The fact that Hezbollah officials are members of the Lebanese government further complicates matters, he explained. “What should my ambassador do when he is in Beirut and he comes to a reception? Say ‘No minister, you’re a terrorist, I don’t speak to you’? This labeling makes not a lot of sense. It belongs to the propaganda war.”
Last month, Cypriot Foreign Minister Ioannis Kasoulides said his country would accept any decision the EU takes, but that he was not willing to unilaterally declare Hezbollah a terrorist organization – despite the evidence that sent a Hezbollah operative to a prison in Cyprus.
‘Proscribing just part of the Hezbollah infrastructure will not prove effective enough and will allow this terrorist organization to carry on targeting innocent civilians’
“The fact that a Cypriot court convicted one Hezbollah operative for preparing a terrorist act alone is not enough to proclaim the group a terrorist entity, Kasoulides told The Times of Israel. “There was an indisputable fact that has taken place in the territory of the Republic of Cyprus, adjudicated by the justice system of Cyprus.

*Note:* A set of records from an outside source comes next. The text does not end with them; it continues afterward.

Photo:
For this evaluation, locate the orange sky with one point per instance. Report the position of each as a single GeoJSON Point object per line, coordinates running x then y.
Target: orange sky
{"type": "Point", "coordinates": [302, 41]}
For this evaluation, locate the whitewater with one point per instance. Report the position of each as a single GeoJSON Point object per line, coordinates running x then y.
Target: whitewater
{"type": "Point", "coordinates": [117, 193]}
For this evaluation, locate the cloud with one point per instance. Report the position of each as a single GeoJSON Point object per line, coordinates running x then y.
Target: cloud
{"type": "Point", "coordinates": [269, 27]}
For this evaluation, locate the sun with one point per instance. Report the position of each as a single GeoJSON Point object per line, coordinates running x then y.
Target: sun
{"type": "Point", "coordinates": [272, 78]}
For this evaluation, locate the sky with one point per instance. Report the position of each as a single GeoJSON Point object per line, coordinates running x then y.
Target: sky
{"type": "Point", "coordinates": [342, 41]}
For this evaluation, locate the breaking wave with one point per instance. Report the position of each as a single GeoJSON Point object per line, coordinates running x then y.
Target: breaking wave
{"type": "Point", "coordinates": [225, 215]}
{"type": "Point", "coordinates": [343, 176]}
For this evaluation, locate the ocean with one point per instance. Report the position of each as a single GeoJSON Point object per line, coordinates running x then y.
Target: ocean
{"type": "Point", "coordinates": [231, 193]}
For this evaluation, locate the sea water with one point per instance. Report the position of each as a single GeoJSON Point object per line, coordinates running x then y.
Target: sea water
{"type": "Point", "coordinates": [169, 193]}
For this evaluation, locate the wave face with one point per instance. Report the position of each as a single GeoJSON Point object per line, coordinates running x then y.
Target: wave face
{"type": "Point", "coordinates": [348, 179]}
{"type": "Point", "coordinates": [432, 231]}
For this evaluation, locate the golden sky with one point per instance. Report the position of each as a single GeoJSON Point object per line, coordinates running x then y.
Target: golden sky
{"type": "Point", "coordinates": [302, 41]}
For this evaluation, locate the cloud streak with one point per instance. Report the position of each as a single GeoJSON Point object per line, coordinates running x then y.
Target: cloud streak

But it is obvious that it was one event only — that’s the only evidence we’ve got.”
It is no secret that Jerusalem wishes that the entire organization to be added to the EU’s terror list, not just its military wing. A Foreign Ministry spokesman on Wednesday did not want to comment on the issue.
For the European Jewish Congress, the EU’s expected move was too little. “Proscribing just part of the Hezbollah infrastructure will not prove effective enough and will allow this terrorist organization to carry on targeting innocent civilians in Europe and elsewhere,” EJC President Moshe Kantor said Wednesday.
“Unfortunately, some believe that Hezbollah is an organization that has different and separate parts and that it is merely a political organization which has an armed wing and this move will squelch its ambitions. On the contrary, Hezbollah was formed as a violent terrorist organization and merely entered politics to further its maximalist aims.”